Thursday, July 3, 2008

When the Rivers Run Dry Water: The Defining Crisis of the Twenty-first Century / Fred Pearce -- Boston: Beacon Press, 2006.

Pearce's When the Rivers Run Dry is a nice introduction to hydrological problems around the world. From ground water to aquifers, from sea water to rain water, Pearce describes attempt to capture and use a resource that is in ever-increasing demand. Besides giving the impression that everything hydrologists have done in the past 150 years was a mistake, Pearce drive homes the maxim, "water runs up hill to money," meaning that those with money always have the power to acquire water at whatever cost to others or the environment. It's a sobering read with one hopeful note: "We never destroy water...Somewhere, sometime, it will return, purged and fresh."

1 comment:

  1. When Rivers Run Dry: Water - the Defining Crisis of the Twenty First Century is indeed a good introduction to hydrological problems around the world. Pearce's writing is very enjoyable, and the information is well researched. The book is organized around various responses to when rivers run dry... crops fail, we mine our children's water, wet places die, floods may not be far behind, etc.

    The majority of the book is fairly doom and gloom, chronicling diverse examples of water management projects with cost overruns, fewer benefits than expected, unintended negative consequences, and corrupt or cynical political motivations. The last few chapters address alternatives for how to go about and think about water management.

    The book is interesting and informative; however, I was disappointed in it for not setting out a clearer framework for making decisions about when and how to manage water resources. Although there is some consistency to the measures Pearce uses to evaluate the water projects he highlights as failures in the beginning of the book, these are not very clearly drawn out, nor are they applied to the smaller scale solutions he paints in a positive light at the end of the book. For example, the lining of ditches in large-scale irrigation projects is criticized for preventing the replenishment of groundwater sources, but in praising small scale, on-site rainwater harvesting there is no discussion of how this might effect groundwater sources.

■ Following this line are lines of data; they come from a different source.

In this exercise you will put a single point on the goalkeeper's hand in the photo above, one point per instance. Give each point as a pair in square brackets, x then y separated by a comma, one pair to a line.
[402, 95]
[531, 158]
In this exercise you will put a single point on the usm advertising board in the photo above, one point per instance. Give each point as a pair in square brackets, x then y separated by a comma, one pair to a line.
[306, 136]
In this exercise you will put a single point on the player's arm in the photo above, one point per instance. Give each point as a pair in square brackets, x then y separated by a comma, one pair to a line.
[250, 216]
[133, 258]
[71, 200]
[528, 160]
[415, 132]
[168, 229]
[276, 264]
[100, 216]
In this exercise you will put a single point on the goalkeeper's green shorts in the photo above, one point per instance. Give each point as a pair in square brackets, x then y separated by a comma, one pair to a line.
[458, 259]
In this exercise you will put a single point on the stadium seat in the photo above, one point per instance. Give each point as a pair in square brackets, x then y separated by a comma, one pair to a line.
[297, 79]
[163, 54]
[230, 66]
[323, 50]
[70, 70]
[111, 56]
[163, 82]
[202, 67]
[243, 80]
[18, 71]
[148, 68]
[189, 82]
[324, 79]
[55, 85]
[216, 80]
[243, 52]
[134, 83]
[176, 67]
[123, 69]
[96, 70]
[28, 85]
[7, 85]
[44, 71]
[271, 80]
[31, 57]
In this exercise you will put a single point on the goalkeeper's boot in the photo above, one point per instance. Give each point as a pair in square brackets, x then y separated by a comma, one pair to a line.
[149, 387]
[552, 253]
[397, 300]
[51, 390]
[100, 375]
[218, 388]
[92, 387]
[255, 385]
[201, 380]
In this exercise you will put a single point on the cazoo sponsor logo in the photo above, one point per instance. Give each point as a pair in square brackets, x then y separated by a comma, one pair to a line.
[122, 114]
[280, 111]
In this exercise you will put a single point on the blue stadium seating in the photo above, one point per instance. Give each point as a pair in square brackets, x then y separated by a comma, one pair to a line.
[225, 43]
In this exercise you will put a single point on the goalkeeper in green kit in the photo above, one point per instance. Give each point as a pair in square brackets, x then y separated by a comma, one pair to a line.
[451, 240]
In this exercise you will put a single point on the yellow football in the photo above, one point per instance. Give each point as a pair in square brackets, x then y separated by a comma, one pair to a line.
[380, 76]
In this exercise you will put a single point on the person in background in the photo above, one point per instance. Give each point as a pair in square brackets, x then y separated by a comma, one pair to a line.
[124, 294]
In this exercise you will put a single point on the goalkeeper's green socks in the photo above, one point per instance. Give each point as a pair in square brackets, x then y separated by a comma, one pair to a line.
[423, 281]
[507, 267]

    When Rivers Run Dry provides a clear account of the problems with twentieth century water management techniques and gives some inklings of different options and ways of approaching water resources. Coming up with a decision-making framework for how households, communities, regions, nations, and larger watersheds might responsibly and peaceably steward and share water resources will require a great deal of further thought.